Nadia #3
Children in the square. Bread cooling in windows. The ordinary, stubborn life of a place that had survived by being useful to travelers and kind enough to be remembered.
Instead, the town was burning.
I saw the smoke first. Black. Oily. Too high. The wrong kind of smoke, the kind that came from buildings that had been burning for hours with no one left to save them.
Then I saw the bodies.
In the square. In the road. In the doorway of the witch’s hall. Over the fountain’s stone edge. Half-hidden in the broken mouths of houses the fires hadn’t finished eating.
Nothing moved but smoke. Nothing sounded but the slow crackle of dying flames and the terrible quiet of a place that had stopped being a place.
Sugar stopped beneath us.
Behind me, Lorenzo made a sound—a low, broken thing dragged out of him before his ironclad discipline could catch it. The sound of a soldier counting bodies he hadn’t reached in time. The sound of a prince looking down at his own province in flames.
He was off Sugar before I fully understood he’d moved.
He didn’t look at me.
Didn’t speak.
He started down into the valley with a long, ground-eating stride that would’ve been a run if running wouldn’t have cost him control.
I sat frozen for half a breath too long. Then I gathered Sugar’s reins and followed.
She picked her way down the slope behind him with the grim, careful sense of an animal that understood something ahead was wrong. My thigh throbbed with every shift of the saddle, but I ignored it.
The smoke thickened as we descended, gray and bitter, clinging to my throat and the backs of my eyes. I'd been a mercenary a long time. I knew what fire and bodies smelled like after a bad night.
This was worse. Older. Steeped into the stones and soil, left long enough to settle into everything.
At the low stone wall marking the edge of town, I dismounted, my thigh forgotten.
The first body lay just beyond it.
A young woman. Mid-twenties, maybe. Face down in the road, one hand stretched toward the gate as if she’d been running when the blade took her. Her apron was scorched. The knife that killed her was still buried in her back.
Lorenzo stopped. For one long moment, he only stood there. Then he knelt. Slowly. Carefully. Like this, too, was a duty he refused to do poorly.
He touched the back of her head with a gentleness that made my chest hurt and turned her face just enough to see who she’d been. His eyes closed for one breath. Then they opened again.
“Mira.” The name came out hollow. “She baked,” he murmured, the words dragged from somewhere deep enough to draw blood. “The second time I came through here, she gave me a loaf and wouldn’t let me pay. She would’ve been a child then.”
There wasn’t a single thing I could say to make this better. Not one platitude to fix what had been broken.
He stayed beside her a moment longer, his hand still on her hair. Then he stood, drew the knife from her back with terrible care, and wiped it clean on the edge of his coat.
He didn’t throw it away. He held it. Then he walked into the town.
I followed him, watching his back. Past the second body.
The third. The burned-out shell of the inn.
The body in the fountain. The witch’s hall, where the door had been broken inward and the woman inside had clearly made them pay before they killed her.
The market stalls overturned in the ash.
The baker’s shop, where someone had tried very hard to keep small bodies behind a locked door and failed.
Lorenzo stopped in the middle of the square as the ash drifted down across his shoulders.
He stood with the dead around him and the stolen knife in his hand, and the iron came over his face in a way I had never seen before.
Not to hide pain. To contain rage.
This wasn’t the controlled fury of a prince insulted, or a commander crossed, or a man with blood on his hands and grief in his throat. This was colder. Older. A thing with talons and teeth.

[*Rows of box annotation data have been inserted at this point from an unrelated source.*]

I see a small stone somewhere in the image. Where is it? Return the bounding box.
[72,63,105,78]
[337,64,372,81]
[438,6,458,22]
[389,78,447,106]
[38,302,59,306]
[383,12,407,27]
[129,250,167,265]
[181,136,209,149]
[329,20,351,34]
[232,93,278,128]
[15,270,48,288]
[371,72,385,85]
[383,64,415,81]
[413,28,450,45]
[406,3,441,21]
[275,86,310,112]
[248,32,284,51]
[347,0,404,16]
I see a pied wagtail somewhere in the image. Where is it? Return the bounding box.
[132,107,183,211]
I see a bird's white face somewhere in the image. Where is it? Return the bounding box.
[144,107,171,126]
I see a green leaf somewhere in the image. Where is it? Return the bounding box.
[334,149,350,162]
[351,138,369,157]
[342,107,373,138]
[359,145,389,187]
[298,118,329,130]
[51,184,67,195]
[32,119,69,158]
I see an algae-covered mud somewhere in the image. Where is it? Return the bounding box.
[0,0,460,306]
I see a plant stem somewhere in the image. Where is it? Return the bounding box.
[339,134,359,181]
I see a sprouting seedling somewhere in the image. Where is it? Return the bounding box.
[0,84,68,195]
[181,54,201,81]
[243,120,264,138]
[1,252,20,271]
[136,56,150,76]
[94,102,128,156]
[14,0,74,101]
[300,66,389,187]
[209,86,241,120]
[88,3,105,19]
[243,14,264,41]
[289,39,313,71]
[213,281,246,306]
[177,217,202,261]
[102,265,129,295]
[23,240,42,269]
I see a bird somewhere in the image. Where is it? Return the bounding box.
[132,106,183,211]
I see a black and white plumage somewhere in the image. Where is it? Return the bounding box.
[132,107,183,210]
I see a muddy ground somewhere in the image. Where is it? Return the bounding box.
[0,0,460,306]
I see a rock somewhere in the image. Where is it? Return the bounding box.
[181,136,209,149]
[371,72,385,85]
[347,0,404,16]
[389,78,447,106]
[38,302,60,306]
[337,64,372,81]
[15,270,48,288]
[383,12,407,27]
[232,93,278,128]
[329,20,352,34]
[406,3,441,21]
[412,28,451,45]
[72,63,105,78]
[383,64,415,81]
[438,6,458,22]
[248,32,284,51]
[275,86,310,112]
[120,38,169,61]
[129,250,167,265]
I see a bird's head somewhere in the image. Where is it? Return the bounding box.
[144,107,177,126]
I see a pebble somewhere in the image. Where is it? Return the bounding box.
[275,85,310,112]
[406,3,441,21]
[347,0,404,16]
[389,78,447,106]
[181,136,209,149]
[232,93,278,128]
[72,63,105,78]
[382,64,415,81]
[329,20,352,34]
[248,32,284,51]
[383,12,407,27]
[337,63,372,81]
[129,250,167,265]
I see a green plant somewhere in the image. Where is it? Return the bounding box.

For one terrible second, I understood exactly why his father hadn’t named him heir.
Then Lorenzo sank to his knees in the ash and blood. He laid the knife across his thighs, both hands resting on the hilt, and bowed his head.
The smoke moved between us.
A roof beam gave way somewhere nearby with a soft, final sound. The sun slipped behind the hills, dragging the last light out of the valley. The fires guttered lower, almost done with their work.

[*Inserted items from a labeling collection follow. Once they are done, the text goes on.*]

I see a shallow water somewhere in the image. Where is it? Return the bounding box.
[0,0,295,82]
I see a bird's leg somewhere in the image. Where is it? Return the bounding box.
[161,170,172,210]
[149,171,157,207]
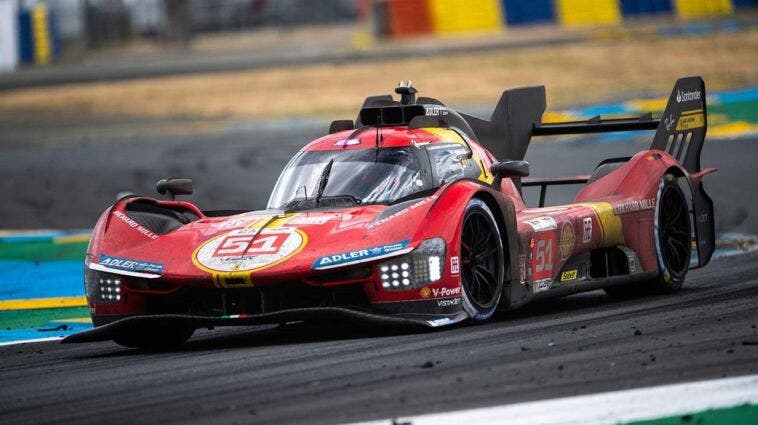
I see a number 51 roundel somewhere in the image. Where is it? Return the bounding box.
[193,227,307,272]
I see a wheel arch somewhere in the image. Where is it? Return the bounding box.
[472,190,523,308]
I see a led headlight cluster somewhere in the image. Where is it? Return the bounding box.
[97,277,121,304]
[84,269,123,304]
[379,238,445,291]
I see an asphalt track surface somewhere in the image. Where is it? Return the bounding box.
[0,248,758,424]
[0,119,758,234]
[0,121,758,424]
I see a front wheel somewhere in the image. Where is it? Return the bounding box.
[461,198,505,321]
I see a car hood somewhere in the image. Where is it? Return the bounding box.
[91,196,436,284]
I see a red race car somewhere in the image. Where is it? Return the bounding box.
[64,77,715,347]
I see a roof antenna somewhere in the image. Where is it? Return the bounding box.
[395,80,418,105]
[376,110,384,149]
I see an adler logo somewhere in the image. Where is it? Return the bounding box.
[676,90,700,103]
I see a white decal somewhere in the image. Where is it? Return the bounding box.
[366,195,437,229]
[437,297,461,307]
[534,239,553,273]
[525,217,558,232]
[582,217,592,243]
[450,257,461,276]
[113,211,158,239]
[432,286,461,298]
[663,114,676,131]
[196,227,305,272]
[613,198,655,215]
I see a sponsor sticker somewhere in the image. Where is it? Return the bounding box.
[334,139,361,148]
[194,227,308,272]
[525,217,558,232]
[113,211,158,239]
[561,269,579,282]
[560,221,575,260]
[426,317,453,327]
[97,254,163,274]
[313,239,411,270]
[450,257,461,276]
[534,279,552,292]
[676,89,700,103]
[582,217,592,243]
[366,196,437,229]
[663,114,676,131]
[531,233,555,280]
[437,297,461,307]
[676,112,705,131]
[613,198,655,215]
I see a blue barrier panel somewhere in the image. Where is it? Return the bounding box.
[18,9,34,63]
[503,0,555,25]
[621,0,673,15]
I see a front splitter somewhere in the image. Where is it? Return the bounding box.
[61,307,466,344]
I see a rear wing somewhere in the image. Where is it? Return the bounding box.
[460,77,707,173]
[461,76,716,267]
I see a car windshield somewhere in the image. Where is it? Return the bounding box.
[268,147,431,209]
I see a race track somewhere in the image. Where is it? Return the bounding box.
[0,119,758,424]
[0,248,758,424]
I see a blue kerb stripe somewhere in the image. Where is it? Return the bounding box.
[0,321,92,342]
[0,260,84,300]
[0,230,92,244]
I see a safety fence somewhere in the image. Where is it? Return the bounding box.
[375,0,758,37]
[0,0,60,71]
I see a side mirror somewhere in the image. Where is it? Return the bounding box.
[155,177,194,201]
[490,161,529,178]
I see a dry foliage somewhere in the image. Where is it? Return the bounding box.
[0,31,758,119]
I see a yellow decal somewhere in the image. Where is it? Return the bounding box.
[422,127,495,184]
[676,112,705,131]
[560,221,575,260]
[192,214,308,288]
[561,269,578,282]
[580,202,624,246]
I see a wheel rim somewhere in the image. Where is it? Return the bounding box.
[461,210,502,310]
[658,187,691,275]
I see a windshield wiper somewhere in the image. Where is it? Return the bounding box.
[316,158,334,205]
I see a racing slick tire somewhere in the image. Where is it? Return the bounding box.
[605,174,692,297]
[461,198,505,322]
[113,325,195,350]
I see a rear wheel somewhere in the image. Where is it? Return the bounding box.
[113,325,195,350]
[461,198,505,321]
[651,174,692,293]
[605,174,691,297]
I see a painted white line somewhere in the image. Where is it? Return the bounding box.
[356,375,758,425]
[0,336,63,347]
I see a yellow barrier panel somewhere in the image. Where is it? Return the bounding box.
[675,0,734,19]
[0,297,87,311]
[429,0,505,34]
[32,3,53,65]
[555,0,621,27]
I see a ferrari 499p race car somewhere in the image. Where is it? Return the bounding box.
[64,77,715,347]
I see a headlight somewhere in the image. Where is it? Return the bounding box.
[84,269,123,304]
[378,238,445,291]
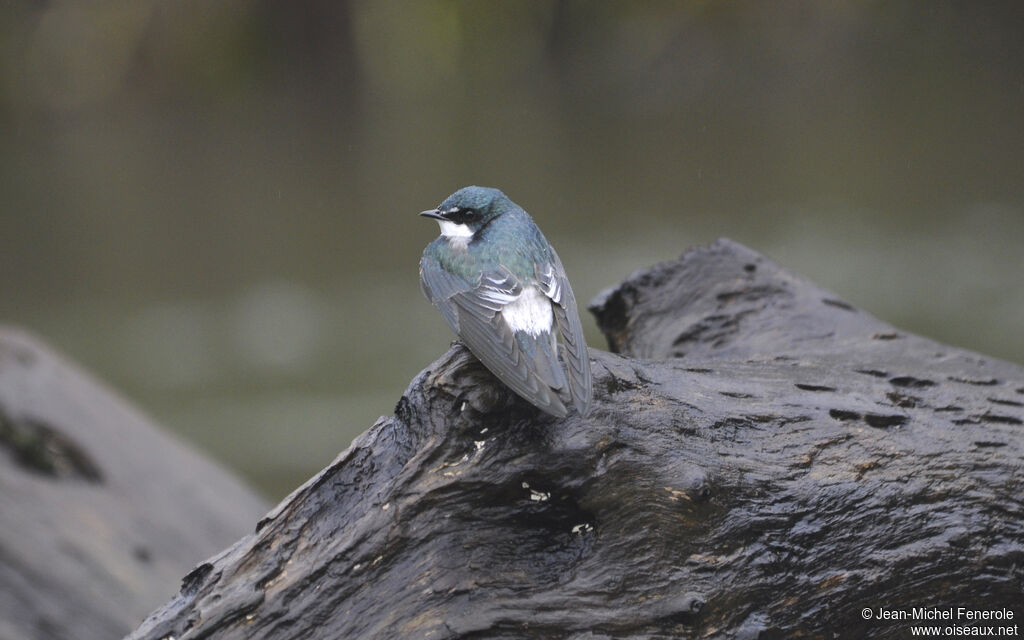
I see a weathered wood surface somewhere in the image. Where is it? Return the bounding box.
[0,328,266,640]
[130,241,1024,640]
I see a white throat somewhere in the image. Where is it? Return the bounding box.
[437,220,473,240]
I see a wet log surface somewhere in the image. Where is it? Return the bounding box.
[0,328,266,640]
[125,241,1024,640]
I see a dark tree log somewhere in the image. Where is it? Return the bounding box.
[0,328,265,640]
[130,241,1024,640]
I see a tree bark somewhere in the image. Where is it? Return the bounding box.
[0,328,266,640]
[129,241,1024,640]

I stood ten feet behind him in the ruin of his town and felt every cruel thing I’d said over the last three days settle in my mouth like ash. I had nothing to give him. I had made sure of that.

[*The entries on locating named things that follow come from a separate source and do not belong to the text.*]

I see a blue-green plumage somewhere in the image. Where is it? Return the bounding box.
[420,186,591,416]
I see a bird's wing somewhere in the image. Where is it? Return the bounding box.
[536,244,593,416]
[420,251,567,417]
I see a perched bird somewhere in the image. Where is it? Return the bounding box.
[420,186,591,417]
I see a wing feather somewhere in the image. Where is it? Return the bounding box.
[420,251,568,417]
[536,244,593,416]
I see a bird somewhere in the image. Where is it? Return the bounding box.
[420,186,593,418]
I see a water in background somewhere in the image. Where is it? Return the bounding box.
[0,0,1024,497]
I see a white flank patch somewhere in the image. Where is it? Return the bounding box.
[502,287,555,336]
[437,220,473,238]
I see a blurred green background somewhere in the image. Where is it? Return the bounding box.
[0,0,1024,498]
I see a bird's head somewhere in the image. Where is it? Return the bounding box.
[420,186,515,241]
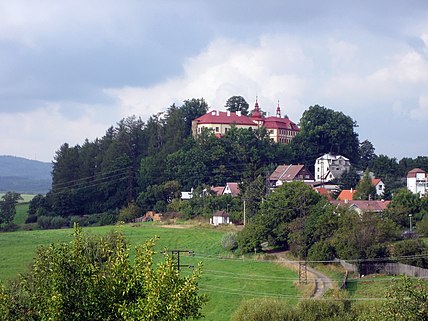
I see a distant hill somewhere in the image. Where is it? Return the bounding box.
[0,156,52,194]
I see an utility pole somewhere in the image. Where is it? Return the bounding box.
[299,259,308,284]
[128,167,133,203]
[244,198,247,226]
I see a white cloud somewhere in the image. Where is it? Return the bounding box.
[106,35,312,120]
[0,104,108,161]
[410,94,428,123]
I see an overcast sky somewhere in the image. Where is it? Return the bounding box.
[0,0,428,161]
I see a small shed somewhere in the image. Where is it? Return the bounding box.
[210,211,230,226]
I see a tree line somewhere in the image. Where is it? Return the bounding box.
[22,96,428,229]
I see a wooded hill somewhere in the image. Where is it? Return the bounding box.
[28,95,428,217]
[0,156,52,194]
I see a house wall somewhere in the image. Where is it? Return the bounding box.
[407,173,428,196]
[315,155,351,181]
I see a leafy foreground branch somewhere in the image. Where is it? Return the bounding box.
[0,226,207,321]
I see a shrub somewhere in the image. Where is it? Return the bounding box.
[0,228,206,321]
[221,232,238,251]
[416,215,428,236]
[394,239,428,268]
[118,203,141,222]
[237,224,264,253]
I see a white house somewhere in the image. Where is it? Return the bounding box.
[372,178,385,197]
[269,164,314,187]
[223,183,240,196]
[315,153,351,182]
[407,168,428,197]
[210,211,230,226]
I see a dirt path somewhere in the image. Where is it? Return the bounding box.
[275,253,333,298]
[307,266,333,298]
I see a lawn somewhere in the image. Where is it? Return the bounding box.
[0,223,299,321]
[0,193,36,203]
[13,203,30,224]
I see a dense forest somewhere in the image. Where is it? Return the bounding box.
[29,96,428,229]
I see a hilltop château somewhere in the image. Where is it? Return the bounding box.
[192,99,300,144]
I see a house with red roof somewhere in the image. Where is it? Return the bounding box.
[407,168,428,197]
[223,183,240,197]
[372,178,385,197]
[192,98,300,144]
[269,164,314,187]
[330,200,391,215]
[210,211,231,226]
[337,189,356,201]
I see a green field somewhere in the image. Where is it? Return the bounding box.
[0,223,299,321]
[0,193,36,203]
[13,203,30,224]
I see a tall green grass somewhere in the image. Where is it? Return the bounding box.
[0,223,299,321]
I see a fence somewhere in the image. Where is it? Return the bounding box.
[340,260,428,279]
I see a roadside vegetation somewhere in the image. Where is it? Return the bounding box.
[0,97,428,321]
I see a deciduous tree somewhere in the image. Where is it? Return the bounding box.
[0,228,206,321]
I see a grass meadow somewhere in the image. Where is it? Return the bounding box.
[0,223,300,321]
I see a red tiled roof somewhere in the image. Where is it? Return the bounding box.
[226,183,240,196]
[195,110,257,126]
[211,186,224,195]
[269,164,304,181]
[372,178,382,186]
[263,116,300,131]
[330,200,391,212]
[213,211,229,217]
[314,187,333,201]
[337,189,356,201]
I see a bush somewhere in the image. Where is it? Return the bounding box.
[416,215,428,236]
[237,224,264,253]
[0,227,206,321]
[0,223,18,232]
[221,232,238,251]
[118,203,141,222]
[394,239,428,268]
[70,215,88,227]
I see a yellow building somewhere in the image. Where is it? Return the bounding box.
[192,99,300,144]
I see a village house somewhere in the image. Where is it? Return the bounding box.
[407,168,428,197]
[337,189,356,201]
[269,164,314,188]
[210,211,231,226]
[222,183,240,197]
[192,99,300,144]
[315,153,351,182]
[330,200,391,216]
[372,178,385,197]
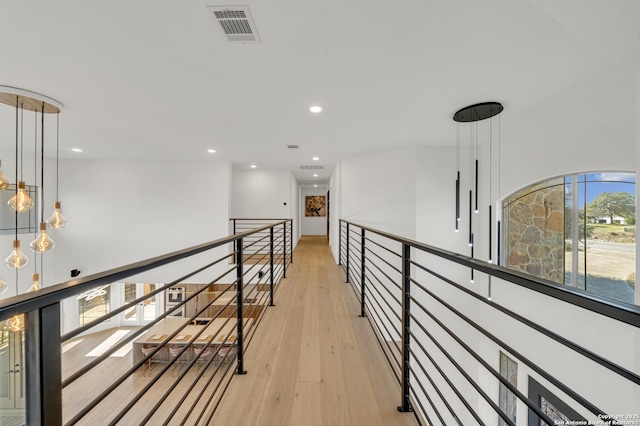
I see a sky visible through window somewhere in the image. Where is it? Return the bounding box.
[578,173,636,205]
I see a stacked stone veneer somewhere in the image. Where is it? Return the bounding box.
[505,178,565,283]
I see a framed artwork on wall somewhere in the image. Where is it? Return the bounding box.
[304,195,327,217]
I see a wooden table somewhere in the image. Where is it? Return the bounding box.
[133,317,253,363]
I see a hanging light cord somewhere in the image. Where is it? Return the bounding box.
[15,96,20,296]
[33,105,38,274]
[40,102,44,222]
[56,111,60,201]
[15,96,20,241]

I’d refused his food. His coat. His hand. His name. Every soft, careful thing he’d tried to offer after breaking me in a bath and hating himself for it.
I had been right—I knew I’d been right. But I regretted it, anyway.
He knelt in the ash of his own people, and I couldn’t touch him because I had spent three days teaching him that I wouldn’t. So I closed my hand around the hilt of my dagger and stood guard.
That was all I had left.
The sun went down behind the hills.
Lorenzo didn’t move an inch and neither did I.
And in the silence, the dead kept their own counsel.